Deuxièmement, équiper un chevalier correctement prend un certain temps. Le minimum requis est (en langage actuel) d’environ vingt minutes, et cela si l’on dispose de deux aides experts. En général il fallait compter au moins une demi-heure pour pouvoir arranger tous ces petits détails minutieux des attaches, sinon le camail du chevalier risquait de lui tomber devant les yeux, ou ses chausses de mailles pouvaient glisser, ce qui est dangereux. La préparation au combat était délibérée et planifiée, et non quelque chose de spontané.

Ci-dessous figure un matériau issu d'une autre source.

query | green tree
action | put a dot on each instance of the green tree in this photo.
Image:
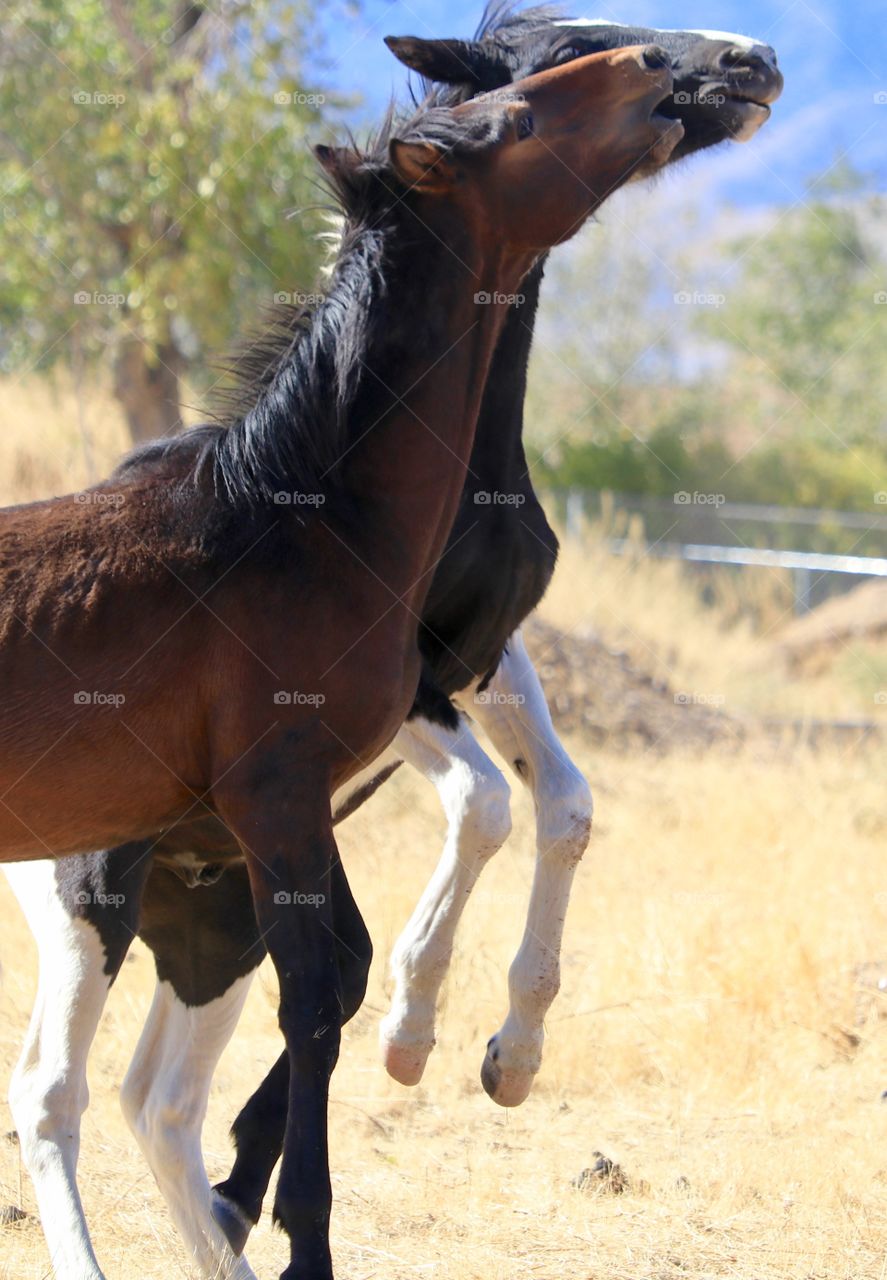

Et pour finir, abordons les questions du poids et de l’aisance des mouvements. Oui, l’armure est lourde – cela est nécessaire, sinon, elle ne serait pas une protection efficace. L’équipement utilisé dans ces photos est bien sûr une réplique (il y a très peu de maille d’origine de cette période qui ait survécu au temps) mais c’est une copie authentique, et les différents éléments pèsent comme suit :

  • Jaque: 4,5 kg
  • Haubert: 17 kg
  • Chausses de mailles: 8 kg
  • Casque: 2,5 kg
  • Écu: 2 kg
  • Fourreau et baudrier: 1 kg
  • Epée: 1,5 kg
  • Hache: 2 kg

Cela représente 38,5 kg au total – un poids lourd pour qui n’y est pas habitué.

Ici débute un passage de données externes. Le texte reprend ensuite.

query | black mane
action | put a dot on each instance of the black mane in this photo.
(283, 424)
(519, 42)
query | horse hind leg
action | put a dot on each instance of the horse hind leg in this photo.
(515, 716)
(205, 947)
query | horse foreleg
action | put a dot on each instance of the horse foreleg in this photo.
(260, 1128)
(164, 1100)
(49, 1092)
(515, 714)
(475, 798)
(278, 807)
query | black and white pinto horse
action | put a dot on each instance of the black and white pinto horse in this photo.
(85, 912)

Cependant, et ceci est le point important, le poids de l’équipement ne rendait pas le chevalier immobile. Loin de là : la maille étant composée de milliers de petits maillons elle est très flexible, et celui qui la porte possède liberté de mouvement de son corps et de ses membres. Et n’oublions pas que le chevalier s’est entraîné, pratiquement tous les jours, depuis l’enfance. Cela signifie qu’il était accoutumé à l’armure et à son poids qui de ce fait ne le gênaient pas trop.

Et le voici : le chevalier du treizième siècle en armure.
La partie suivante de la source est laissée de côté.